In Lunar Drift, award-winning poet Marlene Cookshaw's study of time is a lyric meditation on order and wilderness, in which the human construction of time becomes something against which our own lives are bent and measured.
From weight to coiled spring: in one transition
we're disconnected from the common
calling to assembly, mass, or work. We beg to differ
about which of us approaches the true
solar noon. Freed from the village clock,
then from the mantel of the family, now
we have time in hand; we think we manage it.
From Pocketwatch
In illo tempore, the book's second half, is a kind of counterpoint where desire, memory, and loss collapse into a familiar present with its unnumbered wonders, such as a redbreast, a lost love, a dog on a driveway.
Lunar Drift is a clear-voiced call toward another way of being in the world. Its poems are loss-sharp, wise, celebratory, and lyric in the full sense of the word: musical, integrative. With singular focus and skill, Cookshaw shows how, at last, we can let ourselves go: We could be, / only more so. We could meet the world.

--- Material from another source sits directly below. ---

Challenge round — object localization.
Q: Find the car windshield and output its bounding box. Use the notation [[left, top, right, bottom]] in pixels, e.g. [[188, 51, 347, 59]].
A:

About the Author: Marlene Cookshaw was born and raised in southern Alberta and now lives on Pender Island, BC. She edits The Malahat Review, and teaches at the Victoria School of Writing. She has served on juries for various writing awards, among them the BC Book Prize for Poetry and the Prince Edward Island Literary Competition. Marlene is the author of three earlier books of poetry, two of which, The Whole Elephant (1989) and Double Somersaults (1999), were published by Brick Books.